Du denkst, du bleibst für immer

Yüksel Yolcu skizziert in „Der Junge mit dem Koffer“ den Weg eines Flüchtlingsjungen

Wo Fantasie so im Mittelpunkt steht, da braucht es nicht viele Requisiten (Fotos: Tom Schulze)

Wie viele Menschen kennst du? So richtig meine ich, nicht bei facebook. Fünf vielleicht? Mehr wohl kaum. All die Tanten, Cousins und Schwager zählen nicht, wer kennt die schon wirklich? Also sagen wir fünf. Eine annehmbare Zahl. Doch kannst du dir vorstellen, wie eine Masse von 100.000 Menschen aussieht? Was jeder Einzelne denkt, wie es jedem geht?

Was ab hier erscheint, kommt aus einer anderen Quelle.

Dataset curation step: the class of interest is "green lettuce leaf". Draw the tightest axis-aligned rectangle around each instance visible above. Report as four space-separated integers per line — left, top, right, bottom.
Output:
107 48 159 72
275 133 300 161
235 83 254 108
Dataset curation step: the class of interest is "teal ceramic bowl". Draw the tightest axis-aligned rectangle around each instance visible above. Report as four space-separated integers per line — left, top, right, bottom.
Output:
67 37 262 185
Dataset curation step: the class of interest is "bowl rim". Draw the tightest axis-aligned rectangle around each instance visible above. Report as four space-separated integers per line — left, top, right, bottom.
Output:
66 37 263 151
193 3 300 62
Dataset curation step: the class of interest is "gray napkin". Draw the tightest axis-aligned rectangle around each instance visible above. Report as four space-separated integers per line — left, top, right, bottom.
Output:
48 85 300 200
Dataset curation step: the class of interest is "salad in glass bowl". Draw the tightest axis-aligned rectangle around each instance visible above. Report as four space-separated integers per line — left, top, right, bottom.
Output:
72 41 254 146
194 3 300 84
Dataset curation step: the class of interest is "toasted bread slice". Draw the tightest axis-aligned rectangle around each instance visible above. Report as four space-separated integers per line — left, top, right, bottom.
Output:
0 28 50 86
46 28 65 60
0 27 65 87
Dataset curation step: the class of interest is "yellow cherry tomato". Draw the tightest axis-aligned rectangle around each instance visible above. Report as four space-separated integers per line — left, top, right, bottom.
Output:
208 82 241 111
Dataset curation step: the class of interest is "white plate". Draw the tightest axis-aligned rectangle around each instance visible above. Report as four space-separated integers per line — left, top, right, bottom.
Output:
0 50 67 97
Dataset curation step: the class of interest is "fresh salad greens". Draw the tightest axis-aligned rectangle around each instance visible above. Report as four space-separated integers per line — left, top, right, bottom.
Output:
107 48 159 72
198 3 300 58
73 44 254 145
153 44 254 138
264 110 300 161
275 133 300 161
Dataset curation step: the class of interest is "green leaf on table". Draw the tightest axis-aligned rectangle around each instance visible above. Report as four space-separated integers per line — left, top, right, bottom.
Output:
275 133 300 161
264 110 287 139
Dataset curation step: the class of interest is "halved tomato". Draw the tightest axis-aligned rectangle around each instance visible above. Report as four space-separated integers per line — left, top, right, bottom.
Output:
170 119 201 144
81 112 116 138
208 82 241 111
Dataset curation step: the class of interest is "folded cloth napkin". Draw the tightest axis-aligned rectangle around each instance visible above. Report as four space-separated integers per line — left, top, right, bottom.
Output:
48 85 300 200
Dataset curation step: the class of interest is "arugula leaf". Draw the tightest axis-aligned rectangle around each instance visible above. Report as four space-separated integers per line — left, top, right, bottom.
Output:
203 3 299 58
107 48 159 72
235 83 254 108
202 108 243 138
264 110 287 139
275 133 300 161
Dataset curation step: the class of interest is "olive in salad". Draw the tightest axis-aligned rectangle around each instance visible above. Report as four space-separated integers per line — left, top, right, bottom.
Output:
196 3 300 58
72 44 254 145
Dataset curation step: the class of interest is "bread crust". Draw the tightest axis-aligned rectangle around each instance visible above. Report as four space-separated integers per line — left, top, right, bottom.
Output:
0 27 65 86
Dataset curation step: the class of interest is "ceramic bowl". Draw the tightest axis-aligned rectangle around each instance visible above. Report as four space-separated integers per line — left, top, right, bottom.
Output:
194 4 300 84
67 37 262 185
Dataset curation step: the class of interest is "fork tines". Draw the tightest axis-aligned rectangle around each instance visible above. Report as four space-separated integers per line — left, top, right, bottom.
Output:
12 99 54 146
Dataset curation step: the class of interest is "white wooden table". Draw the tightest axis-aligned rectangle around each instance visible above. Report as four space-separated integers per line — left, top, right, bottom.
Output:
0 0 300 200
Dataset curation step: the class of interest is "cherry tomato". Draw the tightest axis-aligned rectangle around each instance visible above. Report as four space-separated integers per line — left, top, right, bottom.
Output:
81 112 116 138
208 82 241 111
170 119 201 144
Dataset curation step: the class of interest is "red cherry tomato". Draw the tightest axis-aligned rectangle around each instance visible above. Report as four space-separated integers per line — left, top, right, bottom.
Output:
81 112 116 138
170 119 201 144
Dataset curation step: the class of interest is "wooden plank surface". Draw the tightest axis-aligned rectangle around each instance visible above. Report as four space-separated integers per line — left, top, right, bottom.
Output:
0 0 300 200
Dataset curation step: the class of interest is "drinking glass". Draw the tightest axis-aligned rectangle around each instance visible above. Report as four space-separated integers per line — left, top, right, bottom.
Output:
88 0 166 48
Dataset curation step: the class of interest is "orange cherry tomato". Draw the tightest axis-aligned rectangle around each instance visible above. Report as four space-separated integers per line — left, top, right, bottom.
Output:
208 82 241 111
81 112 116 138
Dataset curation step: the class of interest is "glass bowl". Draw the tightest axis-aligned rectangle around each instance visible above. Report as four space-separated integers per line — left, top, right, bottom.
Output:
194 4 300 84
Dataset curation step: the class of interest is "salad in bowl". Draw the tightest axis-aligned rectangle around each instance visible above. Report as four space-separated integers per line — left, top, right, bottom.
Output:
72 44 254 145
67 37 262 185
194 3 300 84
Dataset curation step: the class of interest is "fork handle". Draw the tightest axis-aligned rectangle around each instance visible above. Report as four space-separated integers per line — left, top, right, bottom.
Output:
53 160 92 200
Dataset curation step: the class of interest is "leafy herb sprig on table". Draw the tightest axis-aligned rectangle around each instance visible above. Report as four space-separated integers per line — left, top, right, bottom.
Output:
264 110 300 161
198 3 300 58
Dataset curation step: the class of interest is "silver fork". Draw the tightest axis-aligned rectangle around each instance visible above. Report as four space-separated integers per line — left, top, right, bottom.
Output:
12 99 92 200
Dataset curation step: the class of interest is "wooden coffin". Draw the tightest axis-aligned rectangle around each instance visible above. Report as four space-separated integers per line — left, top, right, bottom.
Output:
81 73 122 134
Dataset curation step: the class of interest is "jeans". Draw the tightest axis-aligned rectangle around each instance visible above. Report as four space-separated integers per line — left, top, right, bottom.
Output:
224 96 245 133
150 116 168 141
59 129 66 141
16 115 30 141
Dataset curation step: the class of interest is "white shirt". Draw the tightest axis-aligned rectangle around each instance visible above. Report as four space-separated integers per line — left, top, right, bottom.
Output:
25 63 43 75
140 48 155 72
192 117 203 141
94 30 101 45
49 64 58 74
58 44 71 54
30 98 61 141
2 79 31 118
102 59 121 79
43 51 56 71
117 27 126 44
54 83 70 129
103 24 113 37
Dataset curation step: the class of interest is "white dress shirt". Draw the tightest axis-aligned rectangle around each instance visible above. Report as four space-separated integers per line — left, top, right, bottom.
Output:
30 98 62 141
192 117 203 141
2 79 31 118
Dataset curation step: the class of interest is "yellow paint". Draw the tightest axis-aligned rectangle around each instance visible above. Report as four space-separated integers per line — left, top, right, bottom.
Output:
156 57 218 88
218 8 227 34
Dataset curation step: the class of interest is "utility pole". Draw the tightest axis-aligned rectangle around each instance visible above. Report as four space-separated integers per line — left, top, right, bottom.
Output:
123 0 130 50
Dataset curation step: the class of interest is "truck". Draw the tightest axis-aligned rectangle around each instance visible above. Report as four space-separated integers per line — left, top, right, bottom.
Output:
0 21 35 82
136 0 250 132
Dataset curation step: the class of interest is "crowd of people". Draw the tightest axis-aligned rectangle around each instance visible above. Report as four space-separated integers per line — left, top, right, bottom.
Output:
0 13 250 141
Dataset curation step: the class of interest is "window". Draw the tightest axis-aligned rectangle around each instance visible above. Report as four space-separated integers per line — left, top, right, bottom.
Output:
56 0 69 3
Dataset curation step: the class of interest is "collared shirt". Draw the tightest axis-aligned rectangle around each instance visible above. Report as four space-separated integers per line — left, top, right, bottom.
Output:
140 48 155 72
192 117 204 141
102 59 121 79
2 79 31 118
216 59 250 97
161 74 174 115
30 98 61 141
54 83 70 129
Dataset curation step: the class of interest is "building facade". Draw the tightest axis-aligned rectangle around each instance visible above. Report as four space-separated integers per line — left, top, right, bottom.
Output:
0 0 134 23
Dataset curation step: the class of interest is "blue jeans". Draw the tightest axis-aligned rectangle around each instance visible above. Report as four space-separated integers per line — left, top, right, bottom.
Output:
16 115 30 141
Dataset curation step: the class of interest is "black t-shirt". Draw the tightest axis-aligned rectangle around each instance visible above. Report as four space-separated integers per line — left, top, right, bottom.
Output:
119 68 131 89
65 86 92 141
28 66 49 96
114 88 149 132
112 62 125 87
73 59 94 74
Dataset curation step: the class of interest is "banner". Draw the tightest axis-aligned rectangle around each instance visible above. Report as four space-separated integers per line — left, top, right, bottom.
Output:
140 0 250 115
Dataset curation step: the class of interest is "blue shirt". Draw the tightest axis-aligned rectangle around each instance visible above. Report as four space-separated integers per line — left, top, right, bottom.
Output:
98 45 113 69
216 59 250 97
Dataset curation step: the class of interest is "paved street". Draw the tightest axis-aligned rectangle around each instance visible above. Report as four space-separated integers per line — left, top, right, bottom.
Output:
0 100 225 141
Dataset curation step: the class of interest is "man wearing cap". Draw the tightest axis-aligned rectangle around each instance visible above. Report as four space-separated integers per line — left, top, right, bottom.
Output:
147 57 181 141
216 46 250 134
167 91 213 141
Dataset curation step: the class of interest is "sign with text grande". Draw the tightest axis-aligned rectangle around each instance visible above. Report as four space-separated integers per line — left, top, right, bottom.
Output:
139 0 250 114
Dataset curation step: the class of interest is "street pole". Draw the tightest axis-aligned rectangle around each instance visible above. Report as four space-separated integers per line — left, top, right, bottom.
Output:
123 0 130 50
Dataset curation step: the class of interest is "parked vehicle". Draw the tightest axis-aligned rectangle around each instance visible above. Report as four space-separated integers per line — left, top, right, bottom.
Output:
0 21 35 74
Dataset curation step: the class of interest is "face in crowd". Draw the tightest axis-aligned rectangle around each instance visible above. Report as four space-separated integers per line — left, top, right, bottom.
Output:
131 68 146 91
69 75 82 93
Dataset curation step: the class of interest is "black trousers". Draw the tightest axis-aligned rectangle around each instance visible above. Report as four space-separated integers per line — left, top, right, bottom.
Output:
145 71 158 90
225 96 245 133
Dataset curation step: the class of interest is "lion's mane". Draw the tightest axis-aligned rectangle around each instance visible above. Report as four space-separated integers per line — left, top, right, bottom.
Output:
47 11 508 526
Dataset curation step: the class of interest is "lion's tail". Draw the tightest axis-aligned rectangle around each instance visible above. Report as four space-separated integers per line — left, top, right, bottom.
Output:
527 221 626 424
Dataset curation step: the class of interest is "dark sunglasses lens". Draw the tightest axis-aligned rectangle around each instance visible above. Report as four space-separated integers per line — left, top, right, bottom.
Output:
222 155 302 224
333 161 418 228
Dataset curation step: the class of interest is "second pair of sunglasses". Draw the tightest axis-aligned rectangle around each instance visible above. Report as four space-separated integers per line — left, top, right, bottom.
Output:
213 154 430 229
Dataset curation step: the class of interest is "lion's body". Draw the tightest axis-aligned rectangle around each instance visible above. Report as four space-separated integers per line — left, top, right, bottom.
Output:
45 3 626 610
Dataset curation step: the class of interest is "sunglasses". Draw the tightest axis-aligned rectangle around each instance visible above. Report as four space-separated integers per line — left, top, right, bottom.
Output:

In den vergangenen zwei Wochen haben circa 100.000 Menschen ihre Heimat Libyen verlassen. Oft nur das Nötigste bei sich, all ihre Habseligkeiten zurücklassend, machen sie sich auf den Weg ins Ungewisse. Angst und Gefahr sind die ständigen Wegbegleiter, doch was wissen wir schon davon? 100.000 Menschen, eine unbegreiflich Zahl, Flucht noch unbegreiflicher für uns. Doch wenn man aus dieser Masse, allen Flüchtlingen, überall auf der Welt, zu jeder Zeit, einen kleinen Jungen herausnimmt, sich seinen Weg ansieht und mit ihm fürchtet und hofft, vielleicht wird gerade dann erst das Ausmaß deutlich.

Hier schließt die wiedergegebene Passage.